Andre Roubo's bench drawings.|
The French Oak Roubo Workbenches
by Dick Rank
Click on any picture to see a larger version.
Several weeks ago a remarkable event took place down in Barnesville, Georgia, about an hour's drive south from Atlanta. A group of nationally known master woodworkers, several dedicated and advanced hobbyists, and some professional woodworkers plying their trade gathered at the extensive cabinet shops of Wyatt (Bo) Childs to build sixteen woodworking benches.
But there is much more to the story.
Childs is a prominent southeastern wood collector, a provider of fine custom cabinets, a manufacturer of special construction wood products, and a processor of exotic and unusual woods. While on one of his trips to Europe to obtain more choice wood, he heard of some huge old oak trees that blew down on the grounds of Versailles, France in 1990. They had been cut into large six to eight inch thick and twenty to thirty inch wide slabs twenty or more feet in length. They had been drying for a very long time. Who wouldn't want to bring them home?
Fortunately, Bo had the resources to bring some of those huge hunks of white oak wood back to his shops in Barnesville, certainly no simple or easy task.
But that is typical of what dedicated lumberholics do.
Later when he, Jameel Abraham, and Ron Brese were meeting together, ideas began to flow about how to utilize some of this magnificent wood. But first there is more to tell about this very special wood.
Although historical documents don't always agree about specifics, after our nation was founded, President Washington sent a gift of tulip poplars to Marie Antoinette as a token of the strong relationship between the United States and France. He was a horticulturist, lover of the earth and his natural surroundings, and he wanted to share our unique bounty of plants and trees with his friends in Europe. Along with Lafayette, Washington felt that the tulip poplar was especially American, and so tulip poplar saplings accompanied Lafayette back to France and to Versailles. Marie Antoinette had them planted there.
At about the same time, as Washington's Secretary of State, Thomas Jefferson made lengthy visits to France as he carried out his cabinet responsibilities. He, too, was a renaissance man who was a gifted designer, horticulturist, architect, farmer and above all, a statesman. One of the friends he made while in France was a Countess living on Versaille property gifted to her by the King. Upon returning to our country, Jefferson received special flower seeds from her. He subsequently returned the favor with the best acorns from the very best of white oak trees at Monticello. They, too, were planted at Versailles. So now some of that resulting wood is resting in Barnesville, Georgia, and part of it has become sixteen special woodworking benches.
I had to see this weeklong Jefferson/French Oak adventure for myself.
Bo Childs and Jameel Abraham agreed to let me circulate among the toiling woodworkers and take pictures as they created their own benches from this wood. The temperature was well above ninety, so all workers truly invested lots of sweat equity in their benches.

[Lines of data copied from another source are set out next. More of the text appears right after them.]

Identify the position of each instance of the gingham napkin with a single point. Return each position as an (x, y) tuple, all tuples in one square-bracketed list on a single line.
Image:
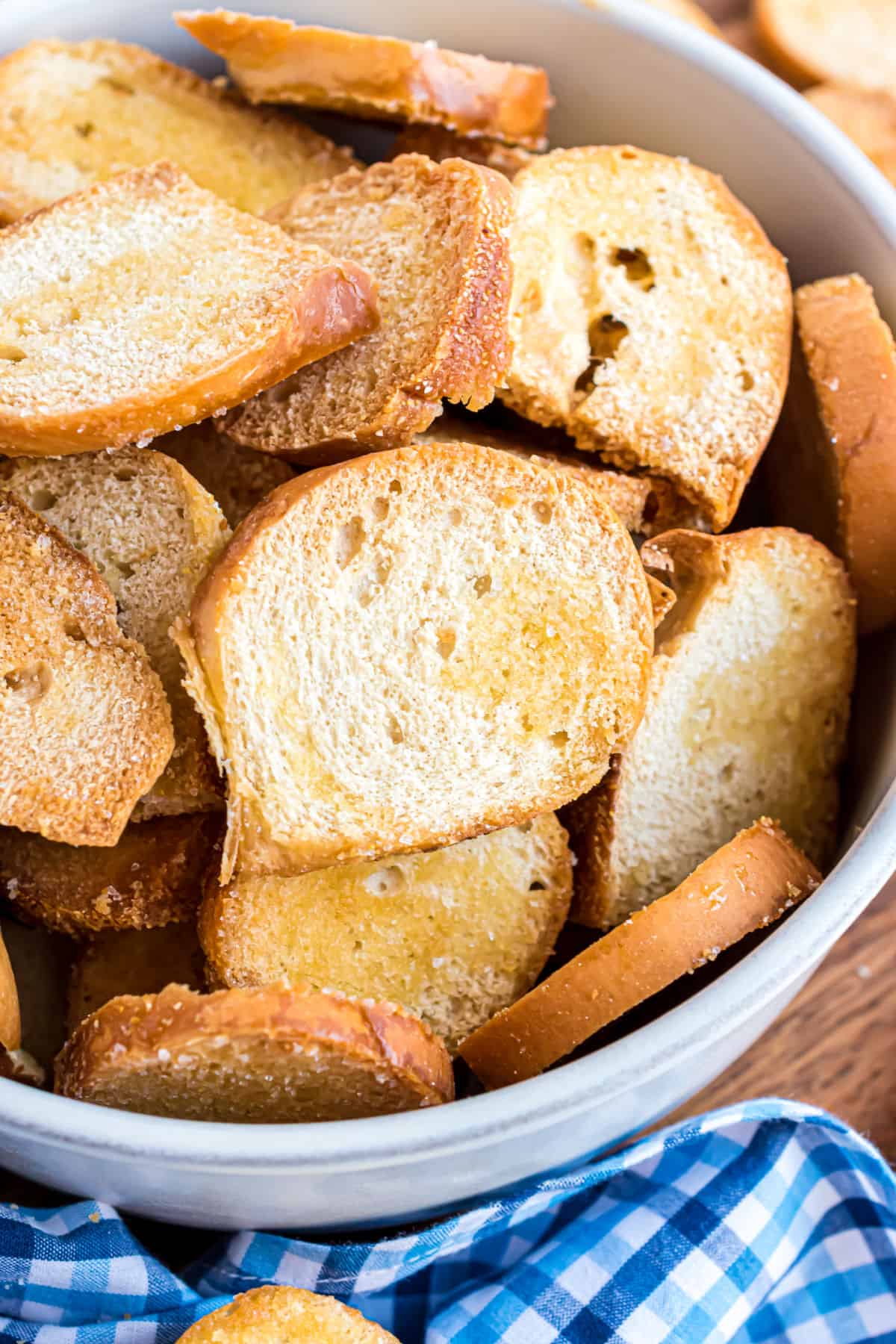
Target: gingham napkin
[(765, 1222)]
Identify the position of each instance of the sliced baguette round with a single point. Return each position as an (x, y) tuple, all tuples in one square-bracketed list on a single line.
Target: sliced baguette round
[(235, 476), (746, 885), (289, 1316), (152, 877), (650, 319), (85, 726), (73, 113), (134, 961), (152, 531), (453, 934), (867, 116), (385, 78), (435, 240), (747, 712), (368, 695), (147, 302), (845, 40), (832, 470), (269, 1055)]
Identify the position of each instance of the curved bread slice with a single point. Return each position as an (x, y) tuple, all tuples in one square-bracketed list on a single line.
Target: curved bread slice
[(435, 240), (147, 302), (441, 144), (832, 467), (650, 319), (85, 727), (746, 712), (235, 476), (134, 961), (385, 78), (845, 40), (289, 1316), (867, 116), (453, 936), (152, 877), (746, 885), (73, 113), (152, 531), (645, 504), (396, 697), (270, 1055)]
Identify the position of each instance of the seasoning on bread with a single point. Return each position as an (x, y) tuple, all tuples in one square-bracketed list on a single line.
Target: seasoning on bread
[(152, 532), (832, 468), (85, 726), (650, 319), (435, 240), (746, 885), (385, 78), (453, 934), (152, 877), (289, 1316), (146, 302), (269, 1055), (73, 113), (460, 641), (746, 712)]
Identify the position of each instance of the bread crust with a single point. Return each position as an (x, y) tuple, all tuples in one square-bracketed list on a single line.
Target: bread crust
[(287, 1315), (832, 470), (152, 877), (58, 152), (744, 886), (323, 308), (277, 60), (158, 1035), (200, 644), (467, 355), (58, 638)]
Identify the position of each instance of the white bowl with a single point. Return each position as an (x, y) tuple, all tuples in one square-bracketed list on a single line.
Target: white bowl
[(621, 73)]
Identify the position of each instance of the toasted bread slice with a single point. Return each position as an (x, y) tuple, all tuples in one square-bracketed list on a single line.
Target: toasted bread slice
[(452, 936), (842, 40), (73, 113), (832, 468), (867, 116), (42, 964), (147, 302), (441, 144), (152, 877), (85, 727), (394, 697), (650, 319), (152, 531), (385, 78), (270, 1055), (289, 1316), (235, 476), (134, 961), (435, 238), (746, 885), (645, 504), (746, 712)]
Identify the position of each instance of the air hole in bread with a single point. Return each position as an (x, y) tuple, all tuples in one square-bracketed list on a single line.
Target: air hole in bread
[(445, 643), (349, 539), (385, 882), (637, 267), (31, 682)]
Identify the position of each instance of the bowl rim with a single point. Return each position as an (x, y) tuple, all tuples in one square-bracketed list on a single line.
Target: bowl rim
[(788, 953)]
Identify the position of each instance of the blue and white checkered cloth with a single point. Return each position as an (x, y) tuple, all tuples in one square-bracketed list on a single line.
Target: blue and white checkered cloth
[(768, 1222)]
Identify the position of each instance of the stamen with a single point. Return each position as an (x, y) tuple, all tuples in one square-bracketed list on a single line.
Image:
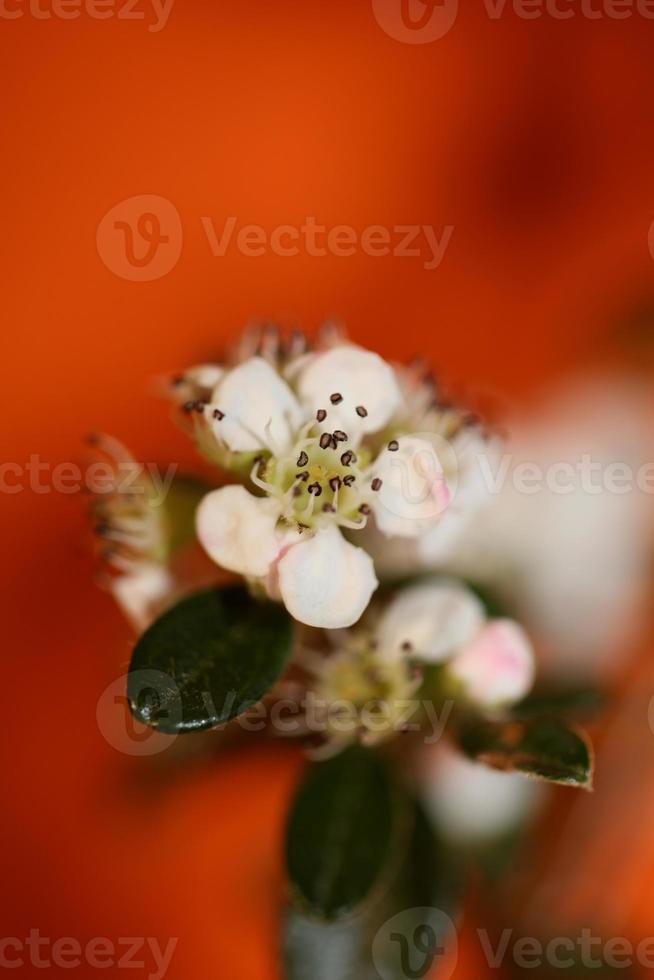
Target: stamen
[(258, 482), (353, 525)]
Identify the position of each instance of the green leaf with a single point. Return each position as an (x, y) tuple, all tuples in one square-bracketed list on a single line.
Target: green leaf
[(543, 748), (560, 702), (422, 894), (341, 833), (207, 660), (182, 499)]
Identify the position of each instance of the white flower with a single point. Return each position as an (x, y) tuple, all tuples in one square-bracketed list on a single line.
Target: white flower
[(431, 621), (491, 661), (497, 667), (311, 451), (469, 801), (145, 540), (357, 694), (143, 593)]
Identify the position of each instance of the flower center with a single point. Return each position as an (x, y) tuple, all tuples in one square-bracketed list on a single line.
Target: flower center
[(321, 480)]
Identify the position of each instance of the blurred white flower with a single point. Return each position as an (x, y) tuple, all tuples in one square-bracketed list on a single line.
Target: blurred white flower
[(574, 565), (469, 801), (490, 661), (358, 694), (323, 455)]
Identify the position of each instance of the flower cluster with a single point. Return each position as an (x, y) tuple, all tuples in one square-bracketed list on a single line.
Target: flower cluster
[(326, 443), (375, 670)]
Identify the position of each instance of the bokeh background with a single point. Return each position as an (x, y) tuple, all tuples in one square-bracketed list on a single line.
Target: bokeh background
[(532, 138)]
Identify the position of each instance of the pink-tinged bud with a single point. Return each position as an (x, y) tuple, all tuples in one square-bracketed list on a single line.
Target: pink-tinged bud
[(497, 667)]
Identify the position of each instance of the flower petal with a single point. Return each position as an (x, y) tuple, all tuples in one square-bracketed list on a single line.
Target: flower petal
[(238, 531), (414, 492), (436, 618), (498, 666), (143, 594), (325, 581), (258, 409), (361, 378)]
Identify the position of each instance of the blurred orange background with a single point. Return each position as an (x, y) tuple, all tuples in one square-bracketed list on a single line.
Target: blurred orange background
[(533, 139)]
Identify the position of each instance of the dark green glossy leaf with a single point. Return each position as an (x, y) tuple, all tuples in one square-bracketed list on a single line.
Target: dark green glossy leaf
[(207, 660), (340, 834), (368, 945), (574, 702), (543, 748)]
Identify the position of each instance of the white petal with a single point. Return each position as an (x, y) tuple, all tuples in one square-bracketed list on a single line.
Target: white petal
[(437, 618), (414, 492), (143, 594), (260, 410), (497, 667), (204, 375), (470, 801), (326, 581), (237, 530), (361, 378)]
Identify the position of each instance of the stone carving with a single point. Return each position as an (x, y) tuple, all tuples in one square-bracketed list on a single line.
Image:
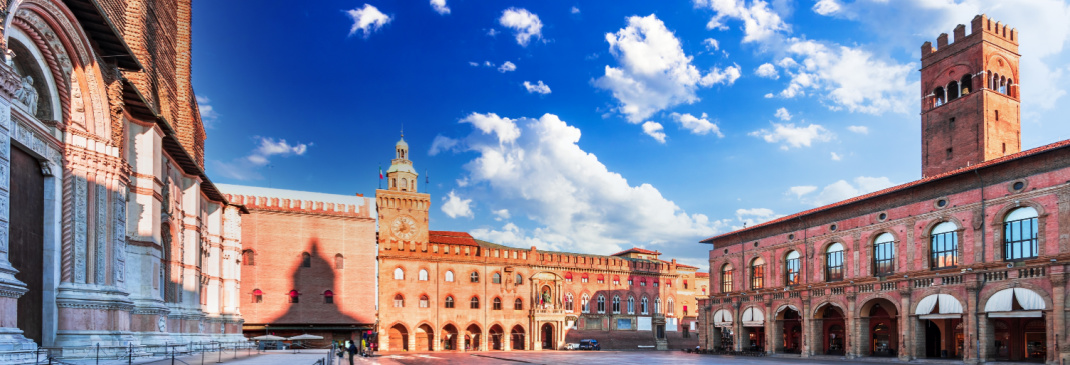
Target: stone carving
[(101, 246), (27, 95), (79, 229)]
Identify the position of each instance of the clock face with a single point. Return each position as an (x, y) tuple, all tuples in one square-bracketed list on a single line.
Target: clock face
[(403, 227)]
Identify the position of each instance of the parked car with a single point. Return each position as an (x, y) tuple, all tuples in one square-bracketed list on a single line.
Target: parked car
[(590, 345)]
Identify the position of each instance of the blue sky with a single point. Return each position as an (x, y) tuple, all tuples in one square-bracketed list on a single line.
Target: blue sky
[(595, 126)]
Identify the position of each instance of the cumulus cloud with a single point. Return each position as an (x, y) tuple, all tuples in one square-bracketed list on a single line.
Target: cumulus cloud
[(783, 115), (697, 125), (367, 19), (247, 167), (455, 207), (760, 21), (655, 130), (575, 201), (209, 116), (654, 73), (440, 6), (537, 88), (791, 136), (858, 128), (767, 71), (839, 191), (524, 24)]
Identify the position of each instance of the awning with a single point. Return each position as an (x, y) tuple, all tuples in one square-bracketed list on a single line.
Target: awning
[(722, 318), (1004, 301), (753, 317), (948, 305)]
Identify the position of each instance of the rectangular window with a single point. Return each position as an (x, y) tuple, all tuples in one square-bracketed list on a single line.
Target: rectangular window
[(758, 276), (834, 268), (945, 251), (1020, 239), (792, 271), (884, 258)]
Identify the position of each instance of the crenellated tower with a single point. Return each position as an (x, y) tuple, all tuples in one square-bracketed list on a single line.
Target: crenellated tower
[(969, 105)]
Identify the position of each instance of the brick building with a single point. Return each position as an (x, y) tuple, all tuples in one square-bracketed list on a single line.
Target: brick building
[(308, 262), (110, 232), (442, 290), (967, 262)]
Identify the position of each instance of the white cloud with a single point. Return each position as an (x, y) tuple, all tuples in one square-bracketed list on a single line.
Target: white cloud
[(783, 115), (654, 73), (767, 71), (455, 207), (655, 130), (490, 123), (576, 201), (826, 6), (712, 44), (760, 21), (367, 19), (840, 191), (440, 6), (858, 128), (209, 116), (794, 136), (697, 125), (539, 88), (523, 23), (442, 143)]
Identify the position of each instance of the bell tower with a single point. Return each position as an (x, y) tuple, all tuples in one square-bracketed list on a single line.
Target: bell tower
[(969, 105), (402, 212)]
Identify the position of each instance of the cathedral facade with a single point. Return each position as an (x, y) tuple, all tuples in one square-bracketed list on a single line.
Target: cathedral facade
[(110, 231)]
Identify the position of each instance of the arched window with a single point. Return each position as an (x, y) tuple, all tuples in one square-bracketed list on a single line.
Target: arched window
[(884, 255), (834, 262), (1020, 234), (727, 277), (758, 273), (792, 268), (945, 246)]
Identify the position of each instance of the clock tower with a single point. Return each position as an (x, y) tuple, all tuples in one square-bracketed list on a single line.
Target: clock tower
[(402, 211)]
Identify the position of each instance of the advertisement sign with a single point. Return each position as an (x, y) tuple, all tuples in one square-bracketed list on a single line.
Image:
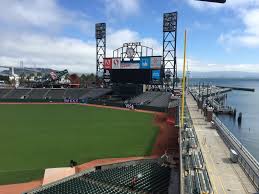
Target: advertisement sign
[(129, 65), (107, 63), (116, 63), (155, 74), (145, 63), (155, 62), (107, 76)]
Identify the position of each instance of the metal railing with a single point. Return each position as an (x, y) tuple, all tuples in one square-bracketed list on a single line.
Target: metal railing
[(245, 159)]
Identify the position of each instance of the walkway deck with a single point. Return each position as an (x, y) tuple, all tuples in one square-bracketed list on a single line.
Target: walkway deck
[(226, 177)]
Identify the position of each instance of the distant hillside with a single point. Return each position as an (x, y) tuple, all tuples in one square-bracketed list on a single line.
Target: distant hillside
[(223, 74), (27, 71)]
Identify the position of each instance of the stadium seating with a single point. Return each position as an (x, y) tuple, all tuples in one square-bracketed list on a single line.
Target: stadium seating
[(151, 177), (96, 92), (161, 101), (156, 99), (55, 94), (3, 92), (74, 93), (38, 93), (17, 93)]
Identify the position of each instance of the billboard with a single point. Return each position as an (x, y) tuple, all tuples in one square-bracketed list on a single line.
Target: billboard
[(135, 76), (107, 63), (107, 76), (116, 63), (155, 74), (145, 62), (129, 65), (155, 62)]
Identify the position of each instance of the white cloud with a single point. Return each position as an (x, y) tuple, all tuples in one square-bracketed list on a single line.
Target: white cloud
[(200, 66), (35, 44), (122, 8), (246, 11), (62, 52), (249, 36), (36, 13), (230, 4)]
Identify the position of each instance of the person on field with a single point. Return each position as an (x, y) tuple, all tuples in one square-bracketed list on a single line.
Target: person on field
[(133, 183)]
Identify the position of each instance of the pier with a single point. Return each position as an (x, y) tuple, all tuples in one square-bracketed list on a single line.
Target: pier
[(214, 97), (225, 176), (238, 88)]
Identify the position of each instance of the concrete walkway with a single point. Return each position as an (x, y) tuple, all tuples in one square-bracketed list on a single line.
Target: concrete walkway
[(226, 177)]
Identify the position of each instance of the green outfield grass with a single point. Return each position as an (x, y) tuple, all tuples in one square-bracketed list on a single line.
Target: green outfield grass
[(35, 137)]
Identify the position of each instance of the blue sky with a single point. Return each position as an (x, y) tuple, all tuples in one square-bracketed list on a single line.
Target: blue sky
[(60, 33)]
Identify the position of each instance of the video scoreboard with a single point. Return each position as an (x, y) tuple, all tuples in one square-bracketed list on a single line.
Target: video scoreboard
[(146, 70)]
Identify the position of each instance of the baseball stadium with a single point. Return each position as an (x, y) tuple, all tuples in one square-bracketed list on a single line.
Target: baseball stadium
[(118, 135)]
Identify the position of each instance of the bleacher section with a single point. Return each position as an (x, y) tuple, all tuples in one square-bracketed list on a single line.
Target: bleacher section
[(38, 93), (17, 93), (52, 93), (156, 99), (3, 92), (76, 93), (151, 177), (55, 94), (96, 92)]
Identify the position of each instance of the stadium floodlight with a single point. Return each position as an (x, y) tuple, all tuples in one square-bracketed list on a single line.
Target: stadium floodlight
[(214, 1)]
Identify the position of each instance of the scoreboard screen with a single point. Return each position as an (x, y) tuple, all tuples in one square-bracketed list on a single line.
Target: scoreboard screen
[(144, 71), (136, 76)]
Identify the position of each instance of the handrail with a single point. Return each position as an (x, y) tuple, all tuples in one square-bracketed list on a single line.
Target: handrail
[(251, 166), (246, 152)]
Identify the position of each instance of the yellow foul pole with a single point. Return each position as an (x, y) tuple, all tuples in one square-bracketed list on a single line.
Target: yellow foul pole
[(183, 81)]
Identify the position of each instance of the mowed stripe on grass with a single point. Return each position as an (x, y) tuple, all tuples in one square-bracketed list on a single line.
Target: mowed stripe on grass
[(35, 137)]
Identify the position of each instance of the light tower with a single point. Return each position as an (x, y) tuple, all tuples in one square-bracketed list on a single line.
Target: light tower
[(100, 35), (169, 47)]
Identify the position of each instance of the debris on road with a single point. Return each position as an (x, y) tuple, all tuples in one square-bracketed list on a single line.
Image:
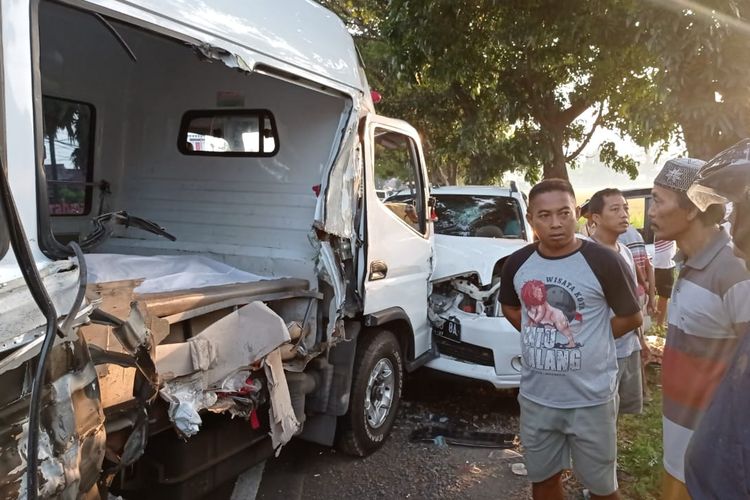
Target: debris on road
[(519, 469), (460, 437)]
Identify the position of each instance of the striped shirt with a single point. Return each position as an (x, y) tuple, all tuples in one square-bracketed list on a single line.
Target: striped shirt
[(707, 314), (664, 251)]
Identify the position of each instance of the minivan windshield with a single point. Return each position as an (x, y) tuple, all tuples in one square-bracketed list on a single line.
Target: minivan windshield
[(484, 216)]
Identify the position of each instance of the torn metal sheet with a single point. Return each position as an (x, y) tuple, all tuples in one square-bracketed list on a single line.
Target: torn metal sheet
[(71, 436), (186, 397), (331, 273), (31, 349), (284, 423), (217, 53), (165, 273), (239, 394), (233, 342), (22, 320)]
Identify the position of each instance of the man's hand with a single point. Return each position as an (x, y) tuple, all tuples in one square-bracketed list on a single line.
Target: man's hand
[(624, 324)]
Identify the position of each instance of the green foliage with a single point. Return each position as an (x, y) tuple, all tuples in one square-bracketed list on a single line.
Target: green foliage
[(609, 156), (639, 446)]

Approaching Barnesville, I wasn't sure if I would recognize Bo Childs' enterprise, but a minute later I saw a thirty foot high pile of sawdust to the right. I knew then that I had arrived. I turned into the driveway, and ahead of me were two long shops, lumber storage buildings and acres of piled lumber drying. This was it.
Walking into the first shop doors, I was immediately surrounded by many special workers bent over their large oak timbers. The sounds were from many chisels being hit with mallets and the 'ssnnik' of extremely sharp #5 planes cutting wide shavings so thin that you could see through them. A rough sawn oak bench top required lots of planing and scraping to smooth all sides of such magnificent wood into very flat surfaces. Only occasionally a power tool could be heard. Hand tools were being used as much as possible, and they all were very, very sharp. It should be mentioned that Bo's crew had already run the rough timbers through a huge planer that planed both sides at the same time.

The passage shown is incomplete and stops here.